There is no clash of civilizations. Most religions, especially monotheistic ones, have the capacity to harbor the anti-Western poison. And varieties of secular fascism can occur in all cultures. The current conflict, therefore, is not between East and West, Anglo-America and the rest, or Judeo-Christianity and Islam. The death cult is a deadly virus which now thrives, for all manner of historical and political reasons, in extreme forms of Islam.

Occidentalism is the creed of Islamist revolutionaries. Their aim is to create one Islamic world guided by the sharia (Islamic law), as interpreted by trusted scholars who have proved themselves in jihad (read “revolution”). This is a call to purify the Islamic world of the idolatrous West, exemplified by America. The aim is to strike at American heathen shrines, and show, in the most spectacular fashion, that the US is vulnerable, a “paper tiger” in revolutionary jargon. Through such “propaganda by action” against the arrogant US, the forces of jihad will unite and then impose their revolution on the Islamic world.

Ayatollah Khomeini was a “Stalinist” in the sense that he wanted to stage a revolution in one significant country, Iran, before worrying about exporting it. Bin Laden, by contrast, is a “Trotskyite,” who views Afghanistan as a base from which to export revolution right away. There is a tension between the “Stalinists” and the “Trotskyites” within the Islamist movement. September 11 gave the “Trotskyites” an advantage.

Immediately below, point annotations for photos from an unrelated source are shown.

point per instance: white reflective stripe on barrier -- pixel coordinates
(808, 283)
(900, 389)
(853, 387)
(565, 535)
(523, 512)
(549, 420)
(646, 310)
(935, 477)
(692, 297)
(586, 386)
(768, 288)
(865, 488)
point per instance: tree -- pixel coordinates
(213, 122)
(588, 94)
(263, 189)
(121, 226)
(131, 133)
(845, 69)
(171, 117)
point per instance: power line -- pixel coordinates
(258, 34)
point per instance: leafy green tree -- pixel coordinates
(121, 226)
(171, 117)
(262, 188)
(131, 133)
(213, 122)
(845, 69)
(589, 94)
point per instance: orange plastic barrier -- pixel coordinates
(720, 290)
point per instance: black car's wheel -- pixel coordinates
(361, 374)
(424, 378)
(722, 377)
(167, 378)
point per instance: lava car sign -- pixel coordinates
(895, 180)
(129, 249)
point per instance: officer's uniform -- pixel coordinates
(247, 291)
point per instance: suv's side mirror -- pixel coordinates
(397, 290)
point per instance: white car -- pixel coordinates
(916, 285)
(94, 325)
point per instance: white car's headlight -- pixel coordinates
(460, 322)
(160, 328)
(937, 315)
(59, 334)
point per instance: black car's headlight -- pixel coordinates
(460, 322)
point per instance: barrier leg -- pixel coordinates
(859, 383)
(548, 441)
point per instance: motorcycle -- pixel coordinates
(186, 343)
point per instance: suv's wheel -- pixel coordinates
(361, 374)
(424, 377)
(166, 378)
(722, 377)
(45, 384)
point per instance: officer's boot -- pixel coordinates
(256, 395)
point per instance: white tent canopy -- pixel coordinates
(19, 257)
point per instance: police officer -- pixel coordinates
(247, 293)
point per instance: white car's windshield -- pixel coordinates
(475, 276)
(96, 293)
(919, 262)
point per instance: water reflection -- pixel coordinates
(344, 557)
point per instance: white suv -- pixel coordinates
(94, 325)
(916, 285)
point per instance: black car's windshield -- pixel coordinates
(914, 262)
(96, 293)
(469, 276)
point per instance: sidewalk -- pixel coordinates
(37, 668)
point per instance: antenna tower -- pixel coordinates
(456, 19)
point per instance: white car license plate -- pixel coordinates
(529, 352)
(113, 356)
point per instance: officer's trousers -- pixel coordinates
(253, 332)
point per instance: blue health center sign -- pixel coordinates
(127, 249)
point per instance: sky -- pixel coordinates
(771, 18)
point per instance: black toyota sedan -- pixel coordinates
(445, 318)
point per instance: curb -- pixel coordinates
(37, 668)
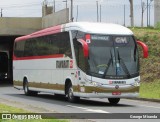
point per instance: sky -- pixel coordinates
(112, 11)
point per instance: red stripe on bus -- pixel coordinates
(38, 57)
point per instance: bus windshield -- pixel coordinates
(113, 57)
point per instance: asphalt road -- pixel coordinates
(52, 104)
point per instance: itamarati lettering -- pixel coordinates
(62, 64)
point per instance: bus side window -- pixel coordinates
(81, 61)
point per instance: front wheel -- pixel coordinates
(27, 91)
(113, 101)
(70, 95)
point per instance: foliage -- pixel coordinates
(150, 90)
(150, 67)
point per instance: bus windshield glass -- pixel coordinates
(113, 57)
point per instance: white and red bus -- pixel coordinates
(79, 59)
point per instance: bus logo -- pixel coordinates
(121, 40)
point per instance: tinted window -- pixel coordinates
(47, 45)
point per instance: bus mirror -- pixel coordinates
(85, 47)
(144, 47)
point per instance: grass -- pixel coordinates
(9, 109)
(150, 90)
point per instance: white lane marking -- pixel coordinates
(143, 102)
(88, 109)
(149, 106)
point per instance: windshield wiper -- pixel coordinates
(121, 62)
(108, 65)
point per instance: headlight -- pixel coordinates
(137, 82)
(95, 83)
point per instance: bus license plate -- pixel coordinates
(116, 93)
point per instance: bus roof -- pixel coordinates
(88, 27)
(99, 28)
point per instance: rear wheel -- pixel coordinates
(113, 101)
(70, 95)
(26, 89)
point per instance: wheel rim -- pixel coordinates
(26, 88)
(70, 94)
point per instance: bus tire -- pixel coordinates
(27, 92)
(113, 101)
(71, 98)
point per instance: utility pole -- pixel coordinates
(97, 12)
(65, 2)
(72, 11)
(147, 13)
(1, 12)
(77, 14)
(131, 13)
(150, 12)
(100, 12)
(124, 15)
(143, 9)
(54, 9)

Al-Qaeda is making a serious bid to stage an Islamist revolution that would bring down governments from Indonesia to Tunisia. It has not succeeded yet. We can expect more “propaganda by action” against the US and US installations, accompanied by crude Occidentalist propaganda. The West, and not just the geographical West, should counter this intelligently with the full force of calculating bourgeois anti-heroism. Accountants mulling over shady bank accounts and undercover agents bribing their way will be more useful in the long-term struggle than special macho units blasting their way into the caves of Afghanistan. But if one thing is clear in this murky war, it is that we should not counter Occidentalism with a nasty form of Orientalism. Once we fall for that temptation, the virus has infected us too.